OASIS Alert

Compliance:

10 Tips To Avoid Downcoding

Documentation should be your best friend.

Medical review costs an agency time and money -- prevention is the best strategy.

Providers are hearing from both regional home health intermediaries and program safeguard contractors as pre-payment and post-payment medical reviews increase, says Mary St. Pierre with the National Association for Home Care & Hospice.

The more you understand the issues medical reviewers are targeting, the more you can do to head off these disruptions, she told listeners at the recent NAHC National Policy Conference in Washington.

Warning: The number one reason for claim denials following additional development requests is failure to submit the required documentation on time. So focus on developing a system for identifying, responding to and tracking ADRs, St. Pierre says.

While providers always will be subject to some additional development requests, a history of accurate claims will minimize the consequences when errors do arise, she adds.
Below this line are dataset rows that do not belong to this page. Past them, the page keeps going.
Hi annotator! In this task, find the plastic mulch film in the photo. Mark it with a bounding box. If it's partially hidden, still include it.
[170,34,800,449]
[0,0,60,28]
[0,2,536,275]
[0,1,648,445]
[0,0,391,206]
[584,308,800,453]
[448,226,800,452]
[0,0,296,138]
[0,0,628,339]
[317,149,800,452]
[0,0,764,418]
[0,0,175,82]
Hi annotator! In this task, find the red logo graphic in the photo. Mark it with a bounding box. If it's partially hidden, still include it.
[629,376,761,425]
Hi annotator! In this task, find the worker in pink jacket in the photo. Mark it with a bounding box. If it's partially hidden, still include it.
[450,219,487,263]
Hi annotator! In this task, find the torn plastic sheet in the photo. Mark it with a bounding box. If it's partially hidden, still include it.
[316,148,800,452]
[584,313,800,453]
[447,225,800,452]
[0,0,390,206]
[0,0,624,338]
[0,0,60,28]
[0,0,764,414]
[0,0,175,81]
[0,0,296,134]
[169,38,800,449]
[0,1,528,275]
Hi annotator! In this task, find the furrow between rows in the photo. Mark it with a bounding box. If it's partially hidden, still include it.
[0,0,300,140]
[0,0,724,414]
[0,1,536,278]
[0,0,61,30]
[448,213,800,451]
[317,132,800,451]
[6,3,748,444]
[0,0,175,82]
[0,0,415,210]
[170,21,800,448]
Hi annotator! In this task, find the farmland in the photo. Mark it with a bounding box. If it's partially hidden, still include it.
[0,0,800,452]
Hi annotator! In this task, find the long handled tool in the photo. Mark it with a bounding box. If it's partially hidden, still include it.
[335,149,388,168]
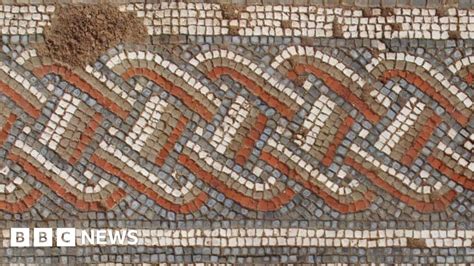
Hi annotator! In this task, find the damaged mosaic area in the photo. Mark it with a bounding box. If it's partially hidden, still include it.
[0,1,474,264]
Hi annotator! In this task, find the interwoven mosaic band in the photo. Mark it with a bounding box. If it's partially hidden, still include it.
[0,3,474,264]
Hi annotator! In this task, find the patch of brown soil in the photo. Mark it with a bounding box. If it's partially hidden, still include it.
[39,4,147,67]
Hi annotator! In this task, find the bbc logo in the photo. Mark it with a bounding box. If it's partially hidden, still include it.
[10,228,76,247]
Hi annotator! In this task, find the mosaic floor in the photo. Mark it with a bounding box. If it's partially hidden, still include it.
[0,2,474,265]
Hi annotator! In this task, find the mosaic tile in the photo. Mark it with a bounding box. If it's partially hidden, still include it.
[0,1,474,265]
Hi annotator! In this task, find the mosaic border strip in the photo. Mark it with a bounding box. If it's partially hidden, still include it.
[0,3,474,264]
[0,2,474,40]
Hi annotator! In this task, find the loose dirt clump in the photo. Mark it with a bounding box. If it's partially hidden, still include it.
[38,4,147,67]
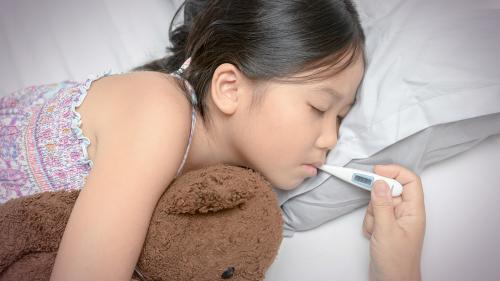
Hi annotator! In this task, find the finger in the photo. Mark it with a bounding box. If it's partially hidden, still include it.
[363,210,373,238]
[373,164,424,207]
[371,180,396,233]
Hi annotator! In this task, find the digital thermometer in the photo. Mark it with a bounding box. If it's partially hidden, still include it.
[319,165,403,197]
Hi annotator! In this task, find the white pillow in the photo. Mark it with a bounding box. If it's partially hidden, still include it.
[276,0,500,235]
[282,0,500,201]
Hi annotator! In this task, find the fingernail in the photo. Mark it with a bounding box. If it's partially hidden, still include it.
[374,181,389,197]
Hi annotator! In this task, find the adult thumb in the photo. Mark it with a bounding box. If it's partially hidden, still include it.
[371,180,396,232]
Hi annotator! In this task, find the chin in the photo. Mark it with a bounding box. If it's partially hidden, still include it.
[271,179,304,190]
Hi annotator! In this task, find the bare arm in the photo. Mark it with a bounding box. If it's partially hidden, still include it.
[51,75,190,281]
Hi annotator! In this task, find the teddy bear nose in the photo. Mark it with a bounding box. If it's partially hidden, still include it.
[222,266,234,279]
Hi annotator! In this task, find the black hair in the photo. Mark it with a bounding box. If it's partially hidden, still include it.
[135,0,365,122]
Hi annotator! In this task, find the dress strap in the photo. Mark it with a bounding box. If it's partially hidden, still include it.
[171,58,198,177]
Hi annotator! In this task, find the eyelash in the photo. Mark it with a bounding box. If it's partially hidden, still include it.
[311,106,344,122]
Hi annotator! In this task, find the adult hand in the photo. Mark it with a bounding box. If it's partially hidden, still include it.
[363,164,425,281]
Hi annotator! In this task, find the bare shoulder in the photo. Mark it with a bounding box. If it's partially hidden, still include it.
[89,71,191,188]
[52,73,196,280]
[89,71,191,130]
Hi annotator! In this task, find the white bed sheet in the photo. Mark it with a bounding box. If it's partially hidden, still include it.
[0,0,500,281]
[265,135,500,281]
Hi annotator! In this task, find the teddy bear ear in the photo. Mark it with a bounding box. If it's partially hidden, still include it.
[157,164,271,214]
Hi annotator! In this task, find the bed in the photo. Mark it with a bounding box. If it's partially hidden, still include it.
[0,0,500,281]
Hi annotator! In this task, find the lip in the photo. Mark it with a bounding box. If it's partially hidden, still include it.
[303,164,318,177]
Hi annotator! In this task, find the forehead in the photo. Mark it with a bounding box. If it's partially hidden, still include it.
[298,53,365,102]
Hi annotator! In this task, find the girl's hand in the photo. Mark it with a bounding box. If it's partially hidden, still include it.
[363,164,425,281]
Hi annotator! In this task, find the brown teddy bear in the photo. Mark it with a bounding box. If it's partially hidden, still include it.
[0,165,283,281]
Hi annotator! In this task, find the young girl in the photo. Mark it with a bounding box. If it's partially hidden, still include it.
[0,0,426,280]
Other strategies St. Pierre suggests for avoiding downcoding include:

1. Creating a system for identifying prior stays. Fiscal intermediaries are focusing on identifying M0175 errors in which the agency records a rehab or skilled nursing facility stay but fails to record a hospital discharge within 14 days of home care admission. This error results in an overpayment of $200 to $600 (see Eli's OASIS Alert, Vol. 5, No. 3).

2. Avoiding contradictory documentation. Compare what visit staff are saying in the medical record. If you see a contradiction between clinicians, be sure they explain the reason in the record, she advises.

3. Focusing on patient status at the time of the visit. Don't concentrate on making the visits agree. It's not a problem if on assessment the nurse says the patient can't walk across the room and that afternoon the therapist says the patient was able to walk down the stairs -- as long as you explain the difference. For example, the patient may have taken  pain medication before the therapist's visit, St. Pierre suggests.

4. Understanding V codes. Use V codes for aftercare during healing and recovery, not for when the treatment is for a current disease or injury, she reminds HHAs. And if you're providing multiple services for a disease or injury, code that, rather than using a V code for one of the services.

5. Putting all diagnosis codes on the plan of care. It doesn't matter where you put it, but M0245 must also be on the POC, St. Pierre explains.

6. Retaining required paperwork. If a home care patient goes to adult day care, be sure you keep a copy of the day care facility's license information. You must have this to still consider the patient homebound, she says.

7. Documenting intermittent nursing. If skilled nursing is the qualifying service and you are providing it for more than 21 days, you must establish with the doctor a finite and predictable endpoint -- which must be realistic and attainable. Clearly identify this on the POC, St. Pierre warns.

8. Watching the dates. You must send (fax, mail or hand deliver) the POC to the physician before you submit the request for anticipated payment. And the physician must sign and date the POC and any interim orders, and return them to you, before you submit the final claim, she notes.

Tip: If the physician didn't date these, you should use a date stamp on the front of the form when you receive it.

9. Keeping documentation legible. If the FI can't read the record, it won't help. Documen-tation also should be complete, concise, consistent, accurate, specific, objective, timely and professional, St. Pierre advises.

10. Determining care individually. Your plan must be based on the unique needs of each patient. Don't assign a prescribed number of nursing or therapy visits to a specific condition or disease, she cautions.